Василий Андреевич был во фрачной паре, разве что на фраке его не было шёлковых отворотов, а на фрачных брюках отсутствовали шёлковые лампасы. Но белая крахмальная сорочка была голландского полотна, и Василий Андреевич не надевал жилета. В другом доме ему бы непременно выговорили, ибо подобную вольность могли позволить себе лишь господа, но только не здесь. Здесь ему давно говорили, что он может носить сюртук и какой ему угодно и удобно костюм, ибо считали Василия Андреевича членом семьи. Но фрачной лакейской пары Василий Андреевич держался, как держится капитан корабля дисциплины. Можно сбиться с курса. Нельзя сбиться с организации. Так считал Василий Андреевич, и никто в доме не хотел с ним спорить – себе дороже.

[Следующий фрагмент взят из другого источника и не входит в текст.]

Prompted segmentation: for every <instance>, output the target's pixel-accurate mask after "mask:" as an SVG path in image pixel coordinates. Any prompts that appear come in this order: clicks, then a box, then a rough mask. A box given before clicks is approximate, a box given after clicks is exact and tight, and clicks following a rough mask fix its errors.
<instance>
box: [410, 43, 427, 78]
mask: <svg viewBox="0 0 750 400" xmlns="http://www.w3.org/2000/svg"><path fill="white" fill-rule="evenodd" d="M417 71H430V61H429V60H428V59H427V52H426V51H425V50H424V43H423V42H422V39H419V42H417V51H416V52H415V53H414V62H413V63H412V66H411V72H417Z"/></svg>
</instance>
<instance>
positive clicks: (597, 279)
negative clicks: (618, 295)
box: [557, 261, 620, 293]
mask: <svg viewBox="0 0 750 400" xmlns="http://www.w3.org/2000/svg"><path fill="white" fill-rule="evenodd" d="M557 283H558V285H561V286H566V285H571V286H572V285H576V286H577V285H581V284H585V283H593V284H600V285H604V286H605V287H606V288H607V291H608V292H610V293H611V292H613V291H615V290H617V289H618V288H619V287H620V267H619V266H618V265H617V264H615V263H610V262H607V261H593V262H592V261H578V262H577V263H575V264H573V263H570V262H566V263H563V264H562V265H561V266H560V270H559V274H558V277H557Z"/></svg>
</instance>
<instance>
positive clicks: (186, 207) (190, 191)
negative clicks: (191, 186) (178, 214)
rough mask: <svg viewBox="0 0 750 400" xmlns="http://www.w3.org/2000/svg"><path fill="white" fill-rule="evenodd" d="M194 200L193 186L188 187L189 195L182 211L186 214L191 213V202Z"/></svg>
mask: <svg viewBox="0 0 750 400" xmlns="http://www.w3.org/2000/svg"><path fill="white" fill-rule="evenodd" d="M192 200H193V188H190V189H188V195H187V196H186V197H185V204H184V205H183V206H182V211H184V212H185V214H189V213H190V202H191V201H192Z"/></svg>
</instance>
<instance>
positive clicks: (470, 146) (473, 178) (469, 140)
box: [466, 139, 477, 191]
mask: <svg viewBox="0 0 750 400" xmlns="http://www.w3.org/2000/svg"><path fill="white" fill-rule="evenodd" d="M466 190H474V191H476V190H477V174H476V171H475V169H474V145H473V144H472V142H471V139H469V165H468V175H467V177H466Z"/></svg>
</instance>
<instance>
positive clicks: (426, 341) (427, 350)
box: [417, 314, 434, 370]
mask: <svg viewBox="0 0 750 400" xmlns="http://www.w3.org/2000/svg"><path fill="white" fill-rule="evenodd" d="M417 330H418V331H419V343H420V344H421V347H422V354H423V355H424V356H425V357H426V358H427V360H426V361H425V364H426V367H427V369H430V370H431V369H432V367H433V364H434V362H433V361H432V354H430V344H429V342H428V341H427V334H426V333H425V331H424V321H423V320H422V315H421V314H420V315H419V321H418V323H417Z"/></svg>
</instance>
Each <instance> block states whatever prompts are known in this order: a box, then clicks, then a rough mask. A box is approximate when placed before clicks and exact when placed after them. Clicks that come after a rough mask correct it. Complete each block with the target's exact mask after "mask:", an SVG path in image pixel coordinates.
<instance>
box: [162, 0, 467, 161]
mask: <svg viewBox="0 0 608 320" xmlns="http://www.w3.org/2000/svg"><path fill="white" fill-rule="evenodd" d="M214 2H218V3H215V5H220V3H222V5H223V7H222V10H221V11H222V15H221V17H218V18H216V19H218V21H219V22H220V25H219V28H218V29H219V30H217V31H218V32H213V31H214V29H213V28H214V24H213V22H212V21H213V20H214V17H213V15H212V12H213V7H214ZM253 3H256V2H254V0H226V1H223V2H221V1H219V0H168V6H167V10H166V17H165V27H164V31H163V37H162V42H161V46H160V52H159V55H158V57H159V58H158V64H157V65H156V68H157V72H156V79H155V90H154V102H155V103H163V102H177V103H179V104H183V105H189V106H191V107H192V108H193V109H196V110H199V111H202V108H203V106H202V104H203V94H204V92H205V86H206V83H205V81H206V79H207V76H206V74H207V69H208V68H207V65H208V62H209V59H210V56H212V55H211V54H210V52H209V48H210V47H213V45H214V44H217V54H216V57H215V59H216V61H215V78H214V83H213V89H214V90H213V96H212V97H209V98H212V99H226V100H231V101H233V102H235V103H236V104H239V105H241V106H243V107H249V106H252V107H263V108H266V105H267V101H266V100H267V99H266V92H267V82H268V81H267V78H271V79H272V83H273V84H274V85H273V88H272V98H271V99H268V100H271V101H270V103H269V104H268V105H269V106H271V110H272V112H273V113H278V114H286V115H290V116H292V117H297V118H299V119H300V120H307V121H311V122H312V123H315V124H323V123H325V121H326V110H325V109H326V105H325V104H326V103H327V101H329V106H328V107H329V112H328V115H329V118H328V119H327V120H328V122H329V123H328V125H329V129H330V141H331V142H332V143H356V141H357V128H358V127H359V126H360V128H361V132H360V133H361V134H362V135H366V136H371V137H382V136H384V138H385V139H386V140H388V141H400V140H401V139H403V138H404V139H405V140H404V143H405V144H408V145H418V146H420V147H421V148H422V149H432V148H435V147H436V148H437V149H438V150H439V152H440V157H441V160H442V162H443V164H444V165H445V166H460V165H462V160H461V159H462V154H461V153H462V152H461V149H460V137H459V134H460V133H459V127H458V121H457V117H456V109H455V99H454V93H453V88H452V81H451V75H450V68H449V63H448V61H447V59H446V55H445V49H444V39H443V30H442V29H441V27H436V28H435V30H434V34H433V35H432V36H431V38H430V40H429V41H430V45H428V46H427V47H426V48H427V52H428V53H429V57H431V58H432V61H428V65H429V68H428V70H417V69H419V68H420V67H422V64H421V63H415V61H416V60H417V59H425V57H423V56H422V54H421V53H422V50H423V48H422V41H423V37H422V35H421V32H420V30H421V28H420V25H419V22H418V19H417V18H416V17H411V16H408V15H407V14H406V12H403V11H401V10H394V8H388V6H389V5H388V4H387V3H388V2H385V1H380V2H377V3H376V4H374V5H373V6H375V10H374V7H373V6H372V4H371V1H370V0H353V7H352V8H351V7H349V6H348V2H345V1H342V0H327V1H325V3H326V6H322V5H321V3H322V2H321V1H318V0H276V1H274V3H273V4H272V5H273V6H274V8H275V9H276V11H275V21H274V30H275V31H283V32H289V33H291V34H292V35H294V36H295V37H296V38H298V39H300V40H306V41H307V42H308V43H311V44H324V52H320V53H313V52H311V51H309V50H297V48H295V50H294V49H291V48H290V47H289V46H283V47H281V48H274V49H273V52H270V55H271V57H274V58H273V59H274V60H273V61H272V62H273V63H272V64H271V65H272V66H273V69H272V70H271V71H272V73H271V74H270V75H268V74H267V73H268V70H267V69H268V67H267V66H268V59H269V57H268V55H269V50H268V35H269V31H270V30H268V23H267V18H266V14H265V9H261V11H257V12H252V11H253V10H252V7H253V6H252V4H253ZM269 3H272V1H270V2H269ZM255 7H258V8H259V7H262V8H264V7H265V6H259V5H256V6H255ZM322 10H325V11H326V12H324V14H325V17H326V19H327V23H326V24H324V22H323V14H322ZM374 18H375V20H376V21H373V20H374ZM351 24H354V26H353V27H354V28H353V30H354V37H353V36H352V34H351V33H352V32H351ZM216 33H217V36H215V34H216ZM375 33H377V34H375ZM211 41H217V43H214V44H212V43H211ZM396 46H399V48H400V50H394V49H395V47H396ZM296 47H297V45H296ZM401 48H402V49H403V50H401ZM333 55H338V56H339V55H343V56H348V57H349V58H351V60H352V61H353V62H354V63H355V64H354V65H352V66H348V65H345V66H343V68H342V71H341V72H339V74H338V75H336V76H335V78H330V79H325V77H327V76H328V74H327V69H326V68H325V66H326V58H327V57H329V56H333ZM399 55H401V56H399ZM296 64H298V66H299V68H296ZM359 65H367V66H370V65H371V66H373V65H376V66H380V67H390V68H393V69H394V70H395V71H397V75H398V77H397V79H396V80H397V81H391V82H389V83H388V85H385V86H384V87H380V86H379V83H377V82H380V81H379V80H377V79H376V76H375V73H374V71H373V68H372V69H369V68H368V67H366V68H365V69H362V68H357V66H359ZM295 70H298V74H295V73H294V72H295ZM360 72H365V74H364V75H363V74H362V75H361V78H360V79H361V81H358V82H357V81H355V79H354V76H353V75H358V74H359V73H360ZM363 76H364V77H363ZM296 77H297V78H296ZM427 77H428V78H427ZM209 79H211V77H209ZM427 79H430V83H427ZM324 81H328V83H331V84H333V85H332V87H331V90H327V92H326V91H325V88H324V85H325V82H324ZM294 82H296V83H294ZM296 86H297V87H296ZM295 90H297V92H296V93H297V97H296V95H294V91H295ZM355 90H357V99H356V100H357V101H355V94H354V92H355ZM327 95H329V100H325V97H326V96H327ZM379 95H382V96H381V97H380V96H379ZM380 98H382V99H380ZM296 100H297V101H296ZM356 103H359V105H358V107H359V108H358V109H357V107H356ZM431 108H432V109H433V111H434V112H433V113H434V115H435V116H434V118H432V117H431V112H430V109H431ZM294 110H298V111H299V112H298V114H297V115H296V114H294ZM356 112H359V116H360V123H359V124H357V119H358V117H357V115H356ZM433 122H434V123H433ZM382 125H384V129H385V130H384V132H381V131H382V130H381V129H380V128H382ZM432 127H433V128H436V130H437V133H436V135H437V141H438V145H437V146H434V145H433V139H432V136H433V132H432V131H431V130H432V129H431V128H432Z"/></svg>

Требовательно задребезжал дверной звонок. Василий Андреевич ненавидел эту сволочь за его настырный нрав и препротивный голос. Он никогда не подскакивал и не нёсся, потому что принципиально не шёл на поводу у истерик любого рода. К дверному молотку Василий Андреевич относился с уважением, но теперь эта система оповещения, как именовал её старший хозяин, отжила своё, по его же утверждению. Хотя у них на дверях имелась львиная морда с зажатым в зубах кованым кольцом, очень достойная штука, и сам Василий Андреевич пользовался только ею, подолгу колотя и после подолгу же выговаривая горничным, чтобы уши мыли тщательнее. Как может спокойствие и достоинство отжить своё?! Не хотел бы Василий Андреевич дожить до тех времён, когда настырная надрывная скандалёзность станет неотъемлемой частью быта таких достойнейших людей, как Белозерские.